Ces quelques observations faites, Emmanuel Debono met en relief des impostures à l’extrême-droite, des postures à gauche, mais des ruptures aussi, brisant des itinéraires collectifs ou individuels dans une France qui traverse une crise des cultures politiques. Mieux : l’auteur double une appréhension des engagements associatifs et personnels par un questionnement sur la société civile et la République. En effet, l’organisation, le militant, les édiles politiques et intellectuels s’efforcent de porter et donc d’assumer des valeurs et des principes, dont le respect du proche et du lointain, du même et du différent ; bref, de l’Homme dans toute sa diversité.
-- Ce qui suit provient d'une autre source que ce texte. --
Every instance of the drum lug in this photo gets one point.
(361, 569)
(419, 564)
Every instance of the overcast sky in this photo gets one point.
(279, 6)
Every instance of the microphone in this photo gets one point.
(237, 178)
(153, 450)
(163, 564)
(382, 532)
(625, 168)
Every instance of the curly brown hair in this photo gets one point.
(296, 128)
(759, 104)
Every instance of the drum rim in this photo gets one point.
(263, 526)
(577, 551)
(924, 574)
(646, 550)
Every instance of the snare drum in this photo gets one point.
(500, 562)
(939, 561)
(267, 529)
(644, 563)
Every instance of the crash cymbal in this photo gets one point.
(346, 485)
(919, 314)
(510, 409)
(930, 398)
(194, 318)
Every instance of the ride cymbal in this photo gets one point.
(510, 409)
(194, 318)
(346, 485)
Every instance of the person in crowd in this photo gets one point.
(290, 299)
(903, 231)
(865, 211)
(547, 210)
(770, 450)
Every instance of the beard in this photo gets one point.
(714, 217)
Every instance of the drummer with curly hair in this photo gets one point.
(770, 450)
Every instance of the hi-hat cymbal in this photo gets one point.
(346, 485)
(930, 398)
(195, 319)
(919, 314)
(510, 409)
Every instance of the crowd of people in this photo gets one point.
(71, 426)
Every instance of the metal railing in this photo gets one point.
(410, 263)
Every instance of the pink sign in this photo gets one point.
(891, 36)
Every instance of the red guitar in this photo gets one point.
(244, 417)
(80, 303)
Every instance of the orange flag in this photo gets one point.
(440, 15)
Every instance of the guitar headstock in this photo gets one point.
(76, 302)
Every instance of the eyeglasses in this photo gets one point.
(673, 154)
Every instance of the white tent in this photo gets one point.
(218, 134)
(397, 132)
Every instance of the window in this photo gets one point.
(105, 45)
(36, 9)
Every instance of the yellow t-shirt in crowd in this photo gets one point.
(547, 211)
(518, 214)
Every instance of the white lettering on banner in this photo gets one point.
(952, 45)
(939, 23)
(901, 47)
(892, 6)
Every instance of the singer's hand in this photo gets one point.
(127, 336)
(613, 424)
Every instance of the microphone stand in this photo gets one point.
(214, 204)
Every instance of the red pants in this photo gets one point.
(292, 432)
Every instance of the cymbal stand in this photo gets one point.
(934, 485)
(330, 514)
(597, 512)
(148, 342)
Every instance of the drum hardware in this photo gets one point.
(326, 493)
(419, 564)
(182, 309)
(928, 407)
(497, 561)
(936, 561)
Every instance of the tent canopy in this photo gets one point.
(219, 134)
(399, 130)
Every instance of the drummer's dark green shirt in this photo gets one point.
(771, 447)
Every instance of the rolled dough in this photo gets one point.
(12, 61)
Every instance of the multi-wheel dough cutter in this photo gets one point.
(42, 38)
On apprend ainsi beaucoup sur la banalisation par les autorités et par certaines franges de l’opinion publique d’une radicalisation de la parole et du geste antisémites, qui connaissent une dilatation et procèdent par contamination. On est tout autant redevable sur les modalités du militantisme de réplique, sur cette volonté de la LICA d’institutionnaliser l’antiracisme et de pénaliser l’antisémitisme avec le décret-loi Marchandeau en 1939 – au champ limitatif et peu utilisé du fait même du déclenchement de la guerre. On ne saurait oublier les efforts d’aide aux réfugiés bien que, somme toute, l’œuvre juridique et judiciaire soit faible. On retrouve également des réflexions utiles, car complémentaires aux autres monographies, d’une part sur les liaisons dangereuses avec le politique en général et la politique en particulier, malgré les proclamations d’apolitisme de la LICA et, d’autre part, sur d’autres associations, la LDH, les Jeunesses laïques et républicaines, la Ligue d’action universitaire républicaine et socialiste, le Rassemblement mondial contre la Guerre.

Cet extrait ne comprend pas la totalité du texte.